Sorry, señor: Pedro says the Hat is closed. But everything else is wide open at South of the Border.

Sorry, señor: Pedro says the Hat is closed. But everything else is wide open at South of the Border.

DILLON — When the concept of the summer vacation stormed America in the late 1940s, it fired up the imagination of people stuck on the road to “there.” Dreamers created roadside attractions to snare all that loose change rolling right past them. That other change, however, caught up with them. All these years later, all across the United States in the middle of nowhere, you’ll see aging spectacles that gave highways character, rest stops that kids refused to let their parents pass. Visit these relics of the road and you can hear rust crackling. Cars roll on by and maintenance funds ride with them. Roadside attractions, welcome to the end of the road.

Two hours to the east you can see a most unique roadside attraction, South of the Border. Recently I drove to Apex, N.C. My daughter, Becky, and her two children went with me to visit my other daughter. Becky left Atlanta earlier at 7 a.m. By 3 p.m., the children had been in a car for over seven hours. To say they were restless is an understatement.

As soon as we left I-20 for I-95 crazy billboards appeared, hyping a pseudo-Mexican character, “Pedro.” Fluorescent orange, green, red and yellow text, suggestive of the tropics, covered the billboards and campy word play added a corn pone element. One billboard held a huge link sausage, reading: “You never sausage a place. (You’re always a wiener at Pedro’s.)”

The star of South of the Border is the 165-foot high Sombrero Tower. The kids had never seen South of the Border. As we approached North Carolina, the Sombrero Tower rose into the Pee Dee sky. “Y’all want to climb the tower?” I asked. I don’t have to tell you the answer.

Pulling in I felt we were driving back into the 1950s. We parked and went into the building over which the Sombrero Tower reaches skyward. I asked the attendant if we could climb the tower. “It’s closed,” she said. “Probably always will be.”

Perhaps maintenance funds had dried up. Disappointment set in. I had taken my daughters up the tower when they were children and I wanted to repeat this bit of family history. Plus it would have done the kids good to burn some energy. After throwing some money in one of those “grab a stuffed toy with a claw” games, we left.

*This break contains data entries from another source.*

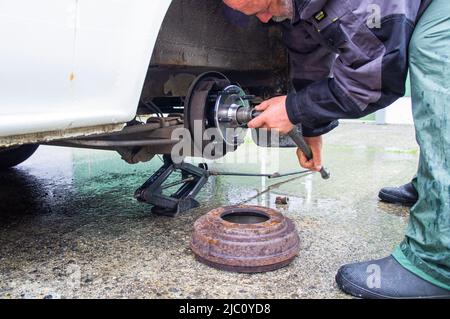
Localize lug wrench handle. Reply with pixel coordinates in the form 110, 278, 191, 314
287, 127, 330, 180
249, 110, 330, 180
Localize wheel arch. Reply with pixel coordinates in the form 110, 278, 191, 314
143, 0, 289, 102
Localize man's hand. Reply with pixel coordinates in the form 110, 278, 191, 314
297, 136, 323, 172
247, 96, 294, 134
248, 96, 323, 172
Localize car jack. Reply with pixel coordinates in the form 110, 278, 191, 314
135, 155, 314, 217
134, 155, 209, 217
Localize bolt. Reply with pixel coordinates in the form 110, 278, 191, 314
275, 197, 289, 205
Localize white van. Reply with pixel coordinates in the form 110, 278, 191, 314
0, 0, 288, 169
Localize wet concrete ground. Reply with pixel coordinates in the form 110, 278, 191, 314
0, 123, 419, 299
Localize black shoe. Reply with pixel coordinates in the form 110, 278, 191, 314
378, 182, 418, 206
336, 256, 450, 299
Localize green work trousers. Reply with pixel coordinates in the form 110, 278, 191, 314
392, 0, 450, 290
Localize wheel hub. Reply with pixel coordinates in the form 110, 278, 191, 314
184, 72, 251, 159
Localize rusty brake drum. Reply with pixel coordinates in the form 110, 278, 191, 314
191, 205, 300, 273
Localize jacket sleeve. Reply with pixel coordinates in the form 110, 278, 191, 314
286, 15, 415, 130
282, 21, 339, 137
291, 79, 339, 137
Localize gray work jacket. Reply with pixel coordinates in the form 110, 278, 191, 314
283, 0, 432, 136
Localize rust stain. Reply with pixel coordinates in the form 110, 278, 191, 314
207, 238, 219, 245
0, 123, 125, 148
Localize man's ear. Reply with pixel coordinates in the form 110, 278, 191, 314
222, 2, 251, 27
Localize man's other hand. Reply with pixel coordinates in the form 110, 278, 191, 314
297, 136, 323, 172
247, 96, 294, 134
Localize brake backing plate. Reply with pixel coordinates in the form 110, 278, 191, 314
184, 72, 249, 159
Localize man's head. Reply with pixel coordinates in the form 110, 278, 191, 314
223, 0, 292, 23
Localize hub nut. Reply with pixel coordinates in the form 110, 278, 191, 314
190, 205, 300, 273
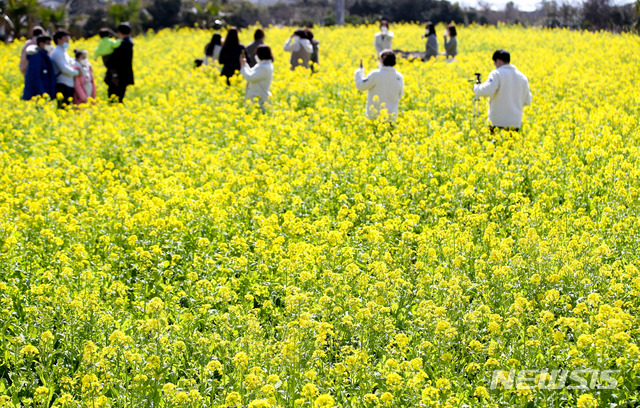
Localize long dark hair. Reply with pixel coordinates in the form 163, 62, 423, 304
222, 27, 240, 48
219, 27, 241, 63
425, 22, 436, 37
447, 24, 457, 37
205, 33, 222, 56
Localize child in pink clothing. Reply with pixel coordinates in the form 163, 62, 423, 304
72, 49, 96, 104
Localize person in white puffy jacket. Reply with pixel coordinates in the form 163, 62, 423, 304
240, 45, 274, 110
374, 20, 394, 55
354, 50, 404, 122
284, 29, 313, 70
473, 49, 532, 132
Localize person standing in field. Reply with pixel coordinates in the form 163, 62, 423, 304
374, 20, 393, 55
219, 27, 245, 85
473, 49, 532, 133
354, 49, 404, 122
22, 35, 56, 101
50, 30, 79, 108
444, 24, 457, 61
72, 49, 96, 105
204, 33, 222, 66
423, 22, 438, 61
94, 28, 121, 67
245, 28, 265, 68
305, 28, 320, 73
20, 26, 45, 76
105, 23, 134, 103
284, 29, 313, 70
240, 44, 274, 110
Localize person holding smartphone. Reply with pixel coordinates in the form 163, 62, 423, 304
354, 50, 404, 122
240, 45, 274, 111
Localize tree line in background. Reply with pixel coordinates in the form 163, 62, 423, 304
0, 0, 639, 41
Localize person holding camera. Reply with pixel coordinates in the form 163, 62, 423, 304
354, 50, 404, 122
374, 20, 394, 55
473, 49, 532, 132
423, 22, 438, 61
284, 29, 313, 70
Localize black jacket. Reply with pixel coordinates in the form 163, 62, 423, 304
106, 36, 134, 86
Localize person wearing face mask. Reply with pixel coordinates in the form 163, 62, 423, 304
422, 22, 438, 61
374, 20, 393, 55
354, 49, 404, 122
284, 29, 313, 70
473, 49, 532, 133
50, 30, 79, 109
20, 26, 45, 76
72, 49, 96, 105
443, 24, 457, 61
22, 35, 56, 101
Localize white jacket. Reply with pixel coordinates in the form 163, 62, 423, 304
284, 37, 313, 69
50, 46, 78, 88
374, 31, 394, 54
354, 66, 404, 121
241, 60, 273, 103
474, 64, 532, 128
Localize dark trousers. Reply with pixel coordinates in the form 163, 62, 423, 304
107, 83, 128, 103
56, 83, 73, 109
490, 125, 520, 134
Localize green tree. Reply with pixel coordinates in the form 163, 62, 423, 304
5, 0, 39, 37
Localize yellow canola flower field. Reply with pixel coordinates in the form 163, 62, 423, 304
1, 24, 640, 408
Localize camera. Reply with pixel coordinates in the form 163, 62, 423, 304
468, 73, 481, 84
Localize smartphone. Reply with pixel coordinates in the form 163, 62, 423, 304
360, 59, 363, 68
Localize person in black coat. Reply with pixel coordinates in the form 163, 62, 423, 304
105, 23, 134, 103
22, 35, 56, 101
218, 27, 245, 86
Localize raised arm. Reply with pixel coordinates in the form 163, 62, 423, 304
354, 68, 376, 91
284, 37, 299, 52
241, 65, 269, 82
474, 71, 499, 97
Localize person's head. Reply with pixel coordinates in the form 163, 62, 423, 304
74, 49, 88, 62
293, 29, 307, 39
256, 44, 273, 62
425, 22, 436, 36
380, 20, 389, 30
36, 35, 51, 50
117, 23, 131, 38
379, 49, 396, 67
254, 28, 265, 41
206, 33, 222, 56
53, 30, 70, 47
492, 49, 510, 68
447, 24, 457, 37
305, 28, 314, 40
99, 28, 113, 38
223, 27, 239, 47
32, 26, 44, 38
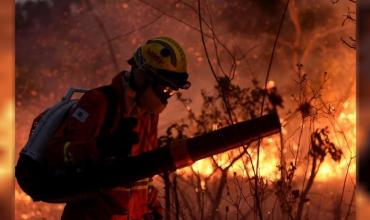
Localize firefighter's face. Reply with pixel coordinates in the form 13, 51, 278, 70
132, 68, 168, 114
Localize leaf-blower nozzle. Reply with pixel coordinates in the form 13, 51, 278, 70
101, 112, 282, 189
168, 112, 281, 168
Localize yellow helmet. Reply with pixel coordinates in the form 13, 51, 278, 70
129, 37, 190, 90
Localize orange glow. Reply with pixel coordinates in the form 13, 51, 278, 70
316, 98, 356, 181
267, 80, 275, 90
15, 188, 65, 219
0, 100, 14, 177
176, 97, 355, 183
13, 0, 357, 219
177, 137, 281, 181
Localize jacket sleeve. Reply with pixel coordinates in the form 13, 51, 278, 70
46, 89, 108, 171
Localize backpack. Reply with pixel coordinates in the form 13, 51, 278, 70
20, 86, 117, 164
16, 86, 118, 202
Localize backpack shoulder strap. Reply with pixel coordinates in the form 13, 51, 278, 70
96, 86, 118, 134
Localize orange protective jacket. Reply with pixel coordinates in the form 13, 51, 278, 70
45, 72, 163, 220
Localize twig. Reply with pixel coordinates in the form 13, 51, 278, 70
341, 37, 357, 49
173, 174, 180, 220
294, 118, 305, 167
83, 0, 120, 72
197, 0, 218, 82
177, 0, 238, 71
193, 0, 237, 79
344, 186, 355, 220
209, 169, 229, 220
176, 183, 197, 220
338, 156, 355, 212
163, 172, 171, 220
196, 0, 235, 127
260, 0, 290, 116
137, 0, 234, 60
107, 14, 163, 43
295, 155, 321, 220
255, 1, 290, 219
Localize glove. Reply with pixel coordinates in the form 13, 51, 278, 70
97, 117, 140, 158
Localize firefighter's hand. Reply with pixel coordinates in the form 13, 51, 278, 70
97, 117, 139, 158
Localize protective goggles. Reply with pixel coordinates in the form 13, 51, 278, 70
144, 65, 191, 91
151, 84, 178, 104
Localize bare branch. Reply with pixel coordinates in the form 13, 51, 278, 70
341, 36, 357, 49
83, 0, 120, 72
107, 14, 163, 43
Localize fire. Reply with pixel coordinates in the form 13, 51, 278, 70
315, 98, 356, 181
177, 97, 356, 183
177, 137, 281, 181
15, 187, 65, 219
0, 100, 15, 177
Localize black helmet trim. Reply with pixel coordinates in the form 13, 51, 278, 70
148, 68, 191, 90
158, 69, 191, 90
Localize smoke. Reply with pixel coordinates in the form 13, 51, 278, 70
15, 0, 356, 154
15, 0, 355, 219
15, 0, 355, 153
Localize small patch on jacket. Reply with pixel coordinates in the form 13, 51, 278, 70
72, 107, 89, 122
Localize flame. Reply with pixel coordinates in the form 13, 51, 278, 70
177, 137, 281, 181
15, 188, 65, 219
177, 97, 356, 183
0, 100, 14, 177
267, 80, 275, 90
316, 97, 356, 181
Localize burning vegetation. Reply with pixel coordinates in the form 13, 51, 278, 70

South of the Border is the first thing southbound Northerners see of South Carolina. Their first impression of the state, known for Charleston, mountains and its haunted lowcountry, is that of a campy Mexican village. Despite the kitsch, I like the place and am glad the politically correct crowd leaves it alone. Maybe they think it will become a ghost town from Cormac McCarthy’s “The Road.”

The old magic persists. When my grandkids saw the place they thought they had landed in Disney World. I suggest you visit this one-time oasis that sprang from beer, fireworks, reptiles and more. See roadside Americana in the making.

If You Go …

Make it to I-20, then I-95 north, and look for the signs. If you cross the N.C. state line, amazingly you somehow missed SOB.